Pemerintah Provinsi Sumatera Utara (Sumut) baru-baru ini memulai penerapan sistem lima hari sekolah, sebuah kebijakan yang segera memicu polemik aturan di berbagai kalangan. Keputusan ini, yang bertujuan untuk efisiensi dan peningkatan kualitas pendidikan, ternyata menimbulkan pro dan kontra yang kuat di tengah orang tua dan masyarakat luas.
Para pendukung kebijakan lima hari sekolah berargumen bahwa ini akan memberikan lebih banyak waktu istirahat bagi siswa di akhir pekan, memungkinkan mereka untuk melakukan kegiatan ekstrakurikuler, hobi, atau menghabiskan waktu berkualitas dengan keluarga. Mereka melihat polemik aturan ini sebagai langkah maju menuju keseimbangan hidup dan belajar yang lebih baik.
Namun, di sisi lain, banyak orang tua dan masyarakat yang menyuarakan keberatan.
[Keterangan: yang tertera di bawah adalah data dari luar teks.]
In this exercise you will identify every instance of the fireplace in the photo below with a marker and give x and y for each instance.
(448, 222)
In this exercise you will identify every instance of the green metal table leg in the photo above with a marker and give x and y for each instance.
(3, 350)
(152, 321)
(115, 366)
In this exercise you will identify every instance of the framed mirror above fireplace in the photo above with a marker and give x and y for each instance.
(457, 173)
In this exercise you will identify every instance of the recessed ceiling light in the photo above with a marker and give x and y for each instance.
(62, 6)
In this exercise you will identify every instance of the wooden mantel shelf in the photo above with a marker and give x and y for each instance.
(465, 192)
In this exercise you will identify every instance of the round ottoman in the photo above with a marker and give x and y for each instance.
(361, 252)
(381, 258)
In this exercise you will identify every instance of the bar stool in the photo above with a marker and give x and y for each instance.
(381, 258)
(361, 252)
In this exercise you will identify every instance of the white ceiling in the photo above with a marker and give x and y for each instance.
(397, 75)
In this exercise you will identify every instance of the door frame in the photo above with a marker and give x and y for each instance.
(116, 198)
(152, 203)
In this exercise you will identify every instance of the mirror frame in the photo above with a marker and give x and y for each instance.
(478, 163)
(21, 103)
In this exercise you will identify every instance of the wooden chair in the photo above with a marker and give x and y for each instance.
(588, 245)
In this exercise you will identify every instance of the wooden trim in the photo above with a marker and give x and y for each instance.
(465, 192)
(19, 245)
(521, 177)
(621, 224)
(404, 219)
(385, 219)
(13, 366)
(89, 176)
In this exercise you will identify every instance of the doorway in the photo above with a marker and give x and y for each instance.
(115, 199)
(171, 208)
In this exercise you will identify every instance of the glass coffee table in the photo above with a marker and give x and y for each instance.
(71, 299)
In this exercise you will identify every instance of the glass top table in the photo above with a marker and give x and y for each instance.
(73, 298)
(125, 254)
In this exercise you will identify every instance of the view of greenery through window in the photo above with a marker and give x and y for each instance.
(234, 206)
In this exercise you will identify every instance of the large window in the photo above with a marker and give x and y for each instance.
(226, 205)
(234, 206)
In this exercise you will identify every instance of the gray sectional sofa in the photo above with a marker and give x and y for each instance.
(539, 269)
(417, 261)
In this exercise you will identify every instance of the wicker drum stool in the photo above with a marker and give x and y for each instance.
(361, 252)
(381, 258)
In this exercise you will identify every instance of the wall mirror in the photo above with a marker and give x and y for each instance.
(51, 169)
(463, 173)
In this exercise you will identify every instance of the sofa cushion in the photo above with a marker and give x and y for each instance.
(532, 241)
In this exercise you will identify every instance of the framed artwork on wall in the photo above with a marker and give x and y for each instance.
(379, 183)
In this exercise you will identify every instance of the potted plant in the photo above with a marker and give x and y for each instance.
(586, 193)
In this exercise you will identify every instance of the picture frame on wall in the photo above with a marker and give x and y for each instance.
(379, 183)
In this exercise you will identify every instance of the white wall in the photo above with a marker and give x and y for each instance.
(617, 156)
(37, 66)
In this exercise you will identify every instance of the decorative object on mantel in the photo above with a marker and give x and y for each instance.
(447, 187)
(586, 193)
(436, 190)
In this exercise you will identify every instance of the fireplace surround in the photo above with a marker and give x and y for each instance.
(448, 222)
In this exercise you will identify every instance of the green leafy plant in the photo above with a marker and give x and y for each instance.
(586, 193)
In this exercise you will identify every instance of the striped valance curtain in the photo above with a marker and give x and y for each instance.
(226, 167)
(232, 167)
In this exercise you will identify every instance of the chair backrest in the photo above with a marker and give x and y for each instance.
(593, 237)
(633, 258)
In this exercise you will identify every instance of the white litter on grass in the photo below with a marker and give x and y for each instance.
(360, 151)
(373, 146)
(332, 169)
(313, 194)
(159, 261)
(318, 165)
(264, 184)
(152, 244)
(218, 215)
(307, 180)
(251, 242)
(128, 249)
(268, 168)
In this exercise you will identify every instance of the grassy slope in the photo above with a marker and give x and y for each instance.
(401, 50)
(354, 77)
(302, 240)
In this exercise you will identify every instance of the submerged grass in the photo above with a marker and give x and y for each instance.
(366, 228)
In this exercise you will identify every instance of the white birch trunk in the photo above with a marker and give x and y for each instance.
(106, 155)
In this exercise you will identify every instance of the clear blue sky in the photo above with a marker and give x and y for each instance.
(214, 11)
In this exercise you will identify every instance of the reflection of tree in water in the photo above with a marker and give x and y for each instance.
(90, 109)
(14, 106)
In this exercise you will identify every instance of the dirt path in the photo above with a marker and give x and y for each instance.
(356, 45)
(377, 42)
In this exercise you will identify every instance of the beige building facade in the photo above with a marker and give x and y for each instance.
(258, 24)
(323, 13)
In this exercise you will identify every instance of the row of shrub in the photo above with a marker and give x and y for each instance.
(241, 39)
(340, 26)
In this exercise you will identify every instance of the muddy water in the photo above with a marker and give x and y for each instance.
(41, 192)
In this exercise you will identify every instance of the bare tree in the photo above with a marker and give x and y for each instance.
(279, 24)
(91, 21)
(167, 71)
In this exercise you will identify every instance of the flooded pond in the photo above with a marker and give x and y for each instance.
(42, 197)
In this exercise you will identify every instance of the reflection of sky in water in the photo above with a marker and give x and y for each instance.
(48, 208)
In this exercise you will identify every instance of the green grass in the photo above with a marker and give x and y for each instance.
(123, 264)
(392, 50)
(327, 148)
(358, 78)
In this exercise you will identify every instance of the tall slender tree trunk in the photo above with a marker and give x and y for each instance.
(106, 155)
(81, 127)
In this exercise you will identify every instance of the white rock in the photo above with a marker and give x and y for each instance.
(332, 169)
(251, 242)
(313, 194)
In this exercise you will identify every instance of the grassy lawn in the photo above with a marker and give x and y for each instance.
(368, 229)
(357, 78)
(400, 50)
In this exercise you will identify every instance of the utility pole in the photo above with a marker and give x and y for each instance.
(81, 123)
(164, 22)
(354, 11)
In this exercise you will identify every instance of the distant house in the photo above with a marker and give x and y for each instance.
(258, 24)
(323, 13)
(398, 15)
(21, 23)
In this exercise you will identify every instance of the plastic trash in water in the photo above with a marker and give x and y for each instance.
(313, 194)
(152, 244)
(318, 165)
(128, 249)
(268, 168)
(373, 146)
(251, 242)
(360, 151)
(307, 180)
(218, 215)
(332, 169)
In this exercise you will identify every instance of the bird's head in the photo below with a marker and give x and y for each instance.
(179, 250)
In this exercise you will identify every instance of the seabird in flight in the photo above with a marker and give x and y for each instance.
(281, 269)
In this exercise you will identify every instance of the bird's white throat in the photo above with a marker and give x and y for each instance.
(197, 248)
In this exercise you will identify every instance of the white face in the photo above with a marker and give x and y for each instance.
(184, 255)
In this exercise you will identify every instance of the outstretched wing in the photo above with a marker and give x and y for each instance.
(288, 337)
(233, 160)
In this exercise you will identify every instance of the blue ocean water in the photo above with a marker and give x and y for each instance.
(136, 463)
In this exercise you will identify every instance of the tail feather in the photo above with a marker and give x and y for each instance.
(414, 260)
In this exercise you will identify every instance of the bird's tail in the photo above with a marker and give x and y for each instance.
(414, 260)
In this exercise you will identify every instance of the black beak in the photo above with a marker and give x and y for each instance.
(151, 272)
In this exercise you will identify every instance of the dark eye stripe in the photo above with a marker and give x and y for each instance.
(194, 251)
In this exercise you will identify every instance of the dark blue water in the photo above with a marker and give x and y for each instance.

Salah satu kekhawatiran utama adalah dampaknya terhadap lembaga pendidikan keagamaan non-formal, seperti madrasah diniyah atau les mengaji, yang umumnya diselenggarakan pada hari Sabtu. Polemik aturan ini dikhawatirkan akan mengganggu jadwal dan partisipasi siswa di sana.
Selain itu, masalah pengawasan anak juga menjadi perhatian. Dengan libur Sabtu, orang tua yang bekerja penuh waktu kesulitan mencari pengasuhan atau kegiatan positif bagi anak-anak mereka. Ini menambah beban bagi keluarga dan menjadi inti dari polemik aturan yang sedang bergulir di Sumut.
Aspek lain yang menjadi perdebatan adalah efektivitas pembelajaran. Meskipun jam belajar per hari akan lebih panjang, ada kekhawatiran bahwa siswa akan mengalami kelelahan. Kualitas daripada kuantitas jam belajar perlu menjadi fokus utama, dan implementasi yang tergesa-gesa bisa berakibat kontraproduktif.
Pemerintah Provinsi Sumut diharapkan dapat mendengarkan aspirasi dari semua pihak. Dialog yang konstruktif dengan perwakilan orang tua, tokoh agama, praktisi pendidikan, dan masyarakat umum sangat diperlukan untuk mencari titik temu dan solusi terbaik bagi semua. Kebijakan pendidikan harus menguntungkan seluruh pihak.
Fleksibilitas dalam implementasi mungkin menjadi jalan tengah. Memberikan pilihan kepada sekolah dan komunitas tertentu untuk menyesuaikan jadwal, selama tetap memenuhi standar kurikulum, bisa menjadi salah satu opsi. Ini akan mengakomodasi keberagaman kondisi sosial dan budaya di Sumatera Utara.
Pada akhirnya, polemik aturan lima hari sekolah di Sumut adalah cerminan dari kompleksitas kebijakan publik. Penting bagi pemerintah untuk tidak hanya fokus pada tujuan, tetapi juga mempertimbangkan dampak sosial dan budaya yang mungkin timbul, demi masa depan pendidikan yang lebih baik dan diterima semua pihak.